The invention refers to a rotary flow machine having a rotor unit, rotating about a rotational axis, around which in at least one partial axial area a stationary inner housing (IH) is provided at a radial distance. The stationary inner housing (IH) can be divided up along the rotational axis in an upper and a lower inner housing half which adjoin each other along a horizontal split plane. The inner housing (IH) is surrounded in at least one axial section by an outer housing (OH) which can be divided up along the rotational axis in one upper and one lower outer housing half. Further a method for disassembling of a rotary flow machine is disclosed.
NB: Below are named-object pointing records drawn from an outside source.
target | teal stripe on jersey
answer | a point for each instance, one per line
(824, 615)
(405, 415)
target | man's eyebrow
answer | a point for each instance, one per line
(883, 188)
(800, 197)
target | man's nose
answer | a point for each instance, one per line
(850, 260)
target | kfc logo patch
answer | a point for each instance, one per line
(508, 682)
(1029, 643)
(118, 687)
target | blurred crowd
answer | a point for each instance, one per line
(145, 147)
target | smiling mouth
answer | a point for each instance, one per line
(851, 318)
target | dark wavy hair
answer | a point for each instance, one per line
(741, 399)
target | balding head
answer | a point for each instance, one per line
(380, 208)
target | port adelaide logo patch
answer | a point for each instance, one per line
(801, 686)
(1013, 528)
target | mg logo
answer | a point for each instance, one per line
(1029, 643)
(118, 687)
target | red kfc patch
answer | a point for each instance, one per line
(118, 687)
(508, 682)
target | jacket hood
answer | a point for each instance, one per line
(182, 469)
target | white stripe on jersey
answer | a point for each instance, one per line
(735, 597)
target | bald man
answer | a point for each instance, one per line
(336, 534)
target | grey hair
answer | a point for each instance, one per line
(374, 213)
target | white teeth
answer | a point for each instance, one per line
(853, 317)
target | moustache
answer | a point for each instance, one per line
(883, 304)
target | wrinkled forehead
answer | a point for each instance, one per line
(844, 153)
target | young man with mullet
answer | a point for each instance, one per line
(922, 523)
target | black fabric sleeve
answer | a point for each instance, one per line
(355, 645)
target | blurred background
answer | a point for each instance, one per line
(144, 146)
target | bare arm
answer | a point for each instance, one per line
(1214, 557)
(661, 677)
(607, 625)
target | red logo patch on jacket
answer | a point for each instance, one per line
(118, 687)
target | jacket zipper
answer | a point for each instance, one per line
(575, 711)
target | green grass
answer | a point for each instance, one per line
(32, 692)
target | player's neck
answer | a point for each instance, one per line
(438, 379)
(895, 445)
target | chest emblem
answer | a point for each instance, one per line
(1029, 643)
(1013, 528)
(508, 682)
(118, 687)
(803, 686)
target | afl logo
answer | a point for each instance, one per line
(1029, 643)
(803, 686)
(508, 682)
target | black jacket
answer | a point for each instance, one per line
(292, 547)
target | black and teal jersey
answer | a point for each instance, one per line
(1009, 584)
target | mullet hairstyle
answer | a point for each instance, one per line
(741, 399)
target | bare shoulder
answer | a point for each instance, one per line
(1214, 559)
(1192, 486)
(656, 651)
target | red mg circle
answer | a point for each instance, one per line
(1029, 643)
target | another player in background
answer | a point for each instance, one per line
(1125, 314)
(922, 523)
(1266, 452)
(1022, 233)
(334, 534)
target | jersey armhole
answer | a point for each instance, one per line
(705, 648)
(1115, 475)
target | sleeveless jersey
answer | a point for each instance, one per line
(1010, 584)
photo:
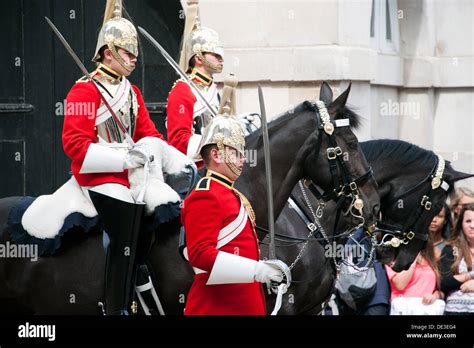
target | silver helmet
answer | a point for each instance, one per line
(116, 32)
(224, 129)
(198, 40)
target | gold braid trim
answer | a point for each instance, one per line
(247, 205)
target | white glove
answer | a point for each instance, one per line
(137, 156)
(267, 273)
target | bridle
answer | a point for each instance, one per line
(345, 186)
(405, 234)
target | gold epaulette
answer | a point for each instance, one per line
(203, 184)
(247, 205)
(83, 79)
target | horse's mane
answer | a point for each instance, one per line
(397, 150)
(281, 120)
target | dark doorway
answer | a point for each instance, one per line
(38, 73)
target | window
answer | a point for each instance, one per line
(384, 33)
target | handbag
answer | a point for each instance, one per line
(414, 306)
(355, 286)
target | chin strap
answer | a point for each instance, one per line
(119, 58)
(216, 68)
(234, 169)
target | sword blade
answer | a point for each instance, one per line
(177, 68)
(85, 72)
(268, 173)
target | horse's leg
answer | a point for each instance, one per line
(172, 275)
(313, 274)
(70, 282)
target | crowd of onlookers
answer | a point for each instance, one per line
(440, 280)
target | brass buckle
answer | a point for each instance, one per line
(353, 186)
(331, 153)
(425, 202)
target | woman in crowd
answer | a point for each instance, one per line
(416, 290)
(462, 197)
(440, 230)
(456, 265)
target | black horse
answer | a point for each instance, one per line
(71, 281)
(404, 173)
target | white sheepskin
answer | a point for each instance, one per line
(45, 216)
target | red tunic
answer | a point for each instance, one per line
(204, 214)
(79, 132)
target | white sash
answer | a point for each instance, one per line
(115, 103)
(211, 97)
(233, 229)
(228, 233)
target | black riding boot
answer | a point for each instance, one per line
(121, 221)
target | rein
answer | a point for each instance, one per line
(407, 233)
The lower inner housing half provides support means which support the inner lower housing half on the lower outer housing half. The support means are detachably mounted at the lower inner housing half at least at two opposite support positions (P1, P2) relative to the rotational axis along the split plane.

Claims

1. A rotary flow machine comprising: a rotor unit, rotating around a rotational axis, around which in at least one partial axial area a stationary inner housing is provided at a radial distance which can be divided up along the rotational axis in an upper and a lower inner housing half which adjoin each other along a horizontal split plane, said inner housing is surrounded in at least one axial section by an outer housing which can be divided along the rotational axis in one upper and one lower outer housing half, and the lower inner housing half having a support, which supports the inner lower housing half on the lower outer housing half, and said support is detachably mounted at the lower inner housing half at least at two opposite support positions relative to the rotational axis along the split plane, wherein the lower and upper inner housing half each provides a recess at the support positions which complement to form a single recess in a closed state of the inner housing and said single recess is in a shape of a blind hole being open in a radially outward direction and formed closed against the rotor unit, and said single recess in the inner housing at each support position surrounds a mounting section of the support, wherein the support includes the mounting section and a carrier section, said mounting section is in contact with the lower inner housing half and detachably mounted to said lower inner housing, and said carrier section protrudes from the lower inner housing half radially outward and ends in a recess of the outer housing half, in which the carrier section rests slidably in a radial direction, and wherein said recess is formed as an access hole to enable access from radially outside of the outer housing, is bordered by an upper periphery of the upper outer housing half and by a lower periphery of the lower outer housing half, and said carrier section of the support extends radially outward into the recess of the outer housing at each support position such that the carrier section of the support encloses an upper gap with the upper periphery and a lower gap with the lower periphery, and wherein adjustment devices are placed into the lower and upper gap for the purposes of centering the carrier section of the support in a circumferential direction of the outer housing.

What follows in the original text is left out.